Late at night, long after lights out, hours after we were supposed to be asleep, we'd crawl to the center of the tent and huddle together while someone, usually Sarah, called out "adjective", or "bodily fluid", or "verb". Thinking we had really slipped another one by Mrs. Luck or Mrs. Covington or whoever else was fool enough take thirty 12 year old girls on a weekend camping trip, we would stay up for hours yelling out "booby" and "snot" and certainly words far too unsuitable to rethink here. Of course the most raucous laughter was reserved, not wasted on the words alone, but saved for the retelling of the story we had just composed, a literary feast of adverbs, nouns, and yes, bodily fluids.
Having learned nothing in my previous 43 years with regard to children and their wild delight in shouting out body parts referred to by my grandmother as the unmentionables, I bought a pad of Mad Libs for the thirty hour car trip to Florida. "Noun, who remembers what a noun is?". "BOOGER! A booger is a noun!". Technically yes, that is correct, a booger is a noun. "Adjective, an adjective is a word that describes a noun". Screaming, hysterical screaming, ear drum piercing shrieks, "SLIMY!! A slimy booger!". Wanting to be the parent but completely unable to behave in any sort of parent way, much to the complete disgust of my generally parent'like husband, I roared right along, and then, once composed, waited for calm before asking that we try to use other words, suggesting perhaps that they look outside their windows for inspiration. We tried that but really, tall tree is in no way as funny as slimy booger, it's simply snot.
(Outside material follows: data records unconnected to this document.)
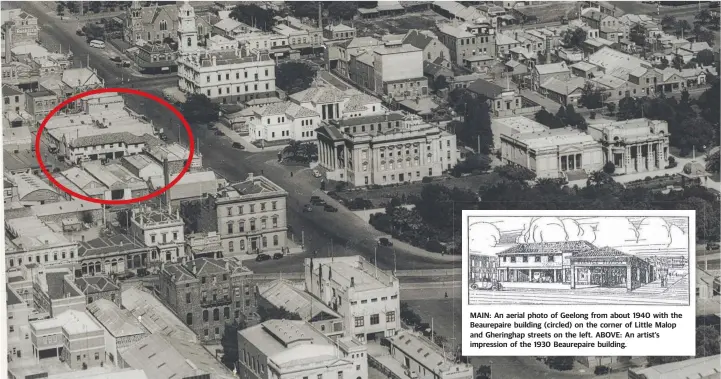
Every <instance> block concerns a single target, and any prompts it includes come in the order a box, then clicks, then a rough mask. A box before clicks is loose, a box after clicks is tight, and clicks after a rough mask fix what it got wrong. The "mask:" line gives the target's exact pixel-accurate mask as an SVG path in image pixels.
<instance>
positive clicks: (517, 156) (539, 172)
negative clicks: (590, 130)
mask: <svg viewBox="0 0 721 379" xmlns="http://www.w3.org/2000/svg"><path fill="white" fill-rule="evenodd" d="M501 159H502V160H503V161H504V162H508V163H513V164H517V165H519V166H522V167H525V168H527V169H529V170H531V171H533V172H535V173H536V176H537V177H539V178H567V179H568V180H576V179H581V178H585V177H586V176H587V173H590V172H592V171H597V170H599V169H601V168H602V167H603V165H604V163H605V161H604V157H603V150H602V148H601V145H600V144H598V143H597V142H596V141H594V139H593V137H591V136H590V135H588V134H586V133H583V132H581V131H578V130H575V129H568V128H564V129H551V130H545V131H538V132H527V133H517V134H516V133H514V134H502V135H501Z"/></svg>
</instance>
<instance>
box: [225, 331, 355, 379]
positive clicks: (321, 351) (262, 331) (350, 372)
mask: <svg viewBox="0 0 721 379" xmlns="http://www.w3.org/2000/svg"><path fill="white" fill-rule="evenodd" d="M366 354H367V352H366V347H365V346H364V345H363V344H361V343H360V342H358V341H357V340H355V339H352V338H344V339H341V340H338V341H335V342H334V341H332V340H331V339H330V338H328V337H326V336H324V335H323V334H322V333H321V332H319V331H318V330H316V329H315V328H313V327H312V326H311V325H310V324H308V323H306V322H305V321H292V320H268V321H266V322H264V323H262V324H260V325H255V326H253V327H250V328H247V329H244V330H241V331H239V332H238V361H239V362H238V371H239V373H238V374H239V376H241V377H243V378H253V379H271V378H277V379H290V378H301V377H302V378H323V377H326V378H339V379H341V378H353V379H367V378H368V357H366Z"/></svg>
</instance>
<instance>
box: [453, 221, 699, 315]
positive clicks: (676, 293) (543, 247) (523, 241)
mask: <svg viewBox="0 0 721 379" xmlns="http://www.w3.org/2000/svg"><path fill="white" fill-rule="evenodd" d="M553 213H554V212H553V211H550V212H546V213H545V214H546V215H545V216H536V217H533V216H527V217H523V216H505V217H483V216H472V215H469V216H468V237H467V238H468V254H467V256H466V259H467V267H468V285H469V290H470V291H469V293H468V304H469V305H488V304H504V303H506V304H554V305H563V304H579V305H580V304H595V305H603V304H605V305H689V304H690V301H691V300H690V282H692V280H691V274H692V273H690V272H689V261H692V258H693V256H692V254H691V253H692V252H691V251H690V249H693V248H695V246H694V245H693V244H690V241H691V239H692V237H691V235H690V233H689V219H690V217H693V216H692V215H687V216H683V215H682V214H676V215H673V216H672V215H670V214H669V215H666V217H663V216H658V215H657V216H655V217H653V216H652V217H643V216H635V217H634V216H621V215H618V216H611V215H606V216H601V215H599V216H595V217H594V216H592V215H591V214H592V212H590V211H588V212H583V213H584V215H583V216H575V217H574V216H570V215H566V216H556V217H553V216H552V214H553ZM686 213H692V212H686ZM577 214H580V212H579V213H577ZM640 214H641V213H639V215H640ZM693 221H695V220H693ZM691 233H693V232H691Z"/></svg>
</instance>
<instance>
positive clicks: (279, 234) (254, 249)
mask: <svg viewBox="0 0 721 379" xmlns="http://www.w3.org/2000/svg"><path fill="white" fill-rule="evenodd" d="M287 198H288V193H287V192H286V191H285V190H284V189H282V188H280V187H279V186H278V185H277V184H275V183H273V182H271V181H270V180H268V179H267V178H265V177H263V176H254V175H252V174H250V175H249V176H248V179H246V180H245V181H243V182H240V183H235V184H231V185H228V186H226V187H225V188H223V189H221V190H220V191H219V192H218V193H217V194H216V195H215V196H212V195H211V196H209V197H208V200H207V203H206V204H204V206H203V211H210V212H212V213H213V216H214V218H215V220H216V221H217V226H216V228H217V229H215V230H217V231H218V232H219V234H220V239H221V243H222V244H223V249H224V255H225V256H226V257H227V256H233V255H239V256H241V258H242V257H248V258H249V257H251V256H252V255H255V254H258V253H261V252H264V253H269V252H274V251H278V252H279V251H281V250H282V249H283V248H285V247H286V234H287V230H288V227H287V218H286V202H287Z"/></svg>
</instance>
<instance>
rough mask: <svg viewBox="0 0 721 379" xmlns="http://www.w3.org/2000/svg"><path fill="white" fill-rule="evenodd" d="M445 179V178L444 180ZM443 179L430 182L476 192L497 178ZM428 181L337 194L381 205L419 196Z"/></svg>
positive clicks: (480, 176) (470, 176)
mask: <svg viewBox="0 0 721 379" xmlns="http://www.w3.org/2000/svg"><path fill="white" fill-rule="evenodd" d="M444 179H445V180H444ZM444 179H436V180H434V181H433V182H432V184H440V185H443V186H446V187H448V188H454V187H457V188H461V189H467V190H471V191H474V192H477V191H478V189H479V188H480V187H481V186H482V185H488V184H491V183H493V182H495V181H497V180H498V177H497V175H496V174H483V175H474V176H466V177H461V178H454V177H447V178H444ZM426 184H428V183H421V182H417V183H410V184H402V185H398V186H387V187H382V188H377V189H368V190H363V191H347V192H339V193H338V195H339V196H340V197H342V198H343V199H344V200H346V201H348V200H353V199H355V198H357V197H362V198H364V199H368V200H370V201H372V202H373V205H374V206H377V207H382V206H383V204H385V203H387V202H389V201H390V200H391V199H392V198H394V197H399V198H400V197H403V196H404V195H405V196H406V197H409V196H414V195H415V196H420V194H421V191H422V190H423V186H425V185H426Z"/></svg>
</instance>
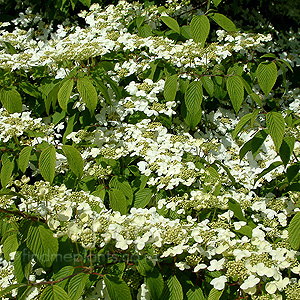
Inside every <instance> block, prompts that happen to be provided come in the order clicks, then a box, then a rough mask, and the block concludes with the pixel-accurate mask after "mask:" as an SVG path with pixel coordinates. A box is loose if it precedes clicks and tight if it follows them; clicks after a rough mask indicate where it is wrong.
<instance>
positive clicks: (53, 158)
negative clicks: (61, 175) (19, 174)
mask: <svg viewBox="0 0 300 300" xmlns="http://www.w3.org/2000/svg"><path fill="white" fill-rule="evenodd" d="M55 166H56V150H55V147H54V146H53V145H51V146H49V147H47V148H46V149H44V150H43V151H42V153H41V155H40V158H39V168H40V171H41V174H42V176H43V178H44V179H45V180H46V181H48V182H50V183H52V181H53V179H54V176H55Z"/></svg>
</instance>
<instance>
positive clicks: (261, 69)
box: [256, 62, 277, 96]
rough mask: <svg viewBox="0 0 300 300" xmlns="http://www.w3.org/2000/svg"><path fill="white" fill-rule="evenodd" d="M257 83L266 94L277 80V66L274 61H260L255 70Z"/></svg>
mask: <svg viewBox="0 0 300 300" xmlns="http://www.w3.org/2000/svg"><path fill="white" fill-rule="evenodd" d="M256 76H257V80H258V84H259V86H260V87H261V89H262V91H263V92H264V94H265V95H266V96H267V95H268V94H269V93H270V91H271V90H272V88H273V86H274V85H275V82H276V80H277V67H276V64H275V63H274V62H262V63H260V64H259V65H258V67H257V70H256Z"/></svg>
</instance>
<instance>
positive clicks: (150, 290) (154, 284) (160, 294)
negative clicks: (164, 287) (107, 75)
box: [146, 268, 164, 299]
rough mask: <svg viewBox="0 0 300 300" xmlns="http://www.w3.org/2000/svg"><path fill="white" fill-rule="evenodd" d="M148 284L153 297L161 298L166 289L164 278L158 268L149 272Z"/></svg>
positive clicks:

A week after we returned, the nice young doorman who greets us at the place where I do try and act somewhat civil and mature asked the girls how their car trip went. Of course Kate, not at all soft spoken, took this one, "Well it was great, and Mom got these stories for us to do, these are great stories. You pick all kinds of things and then she puts them in the story and it is hysterical. And you know what Mary and I did? Are you ready? Every time Mom asked for a body part, we said things like BUM and VERGEENYA!". Edwin, who had no idea what stories she was talking about, completely understood the body parts, as did the entire lobby, including a woman who looked quite like my grandmother. She smiled knowingly at the mention of the unmentionables.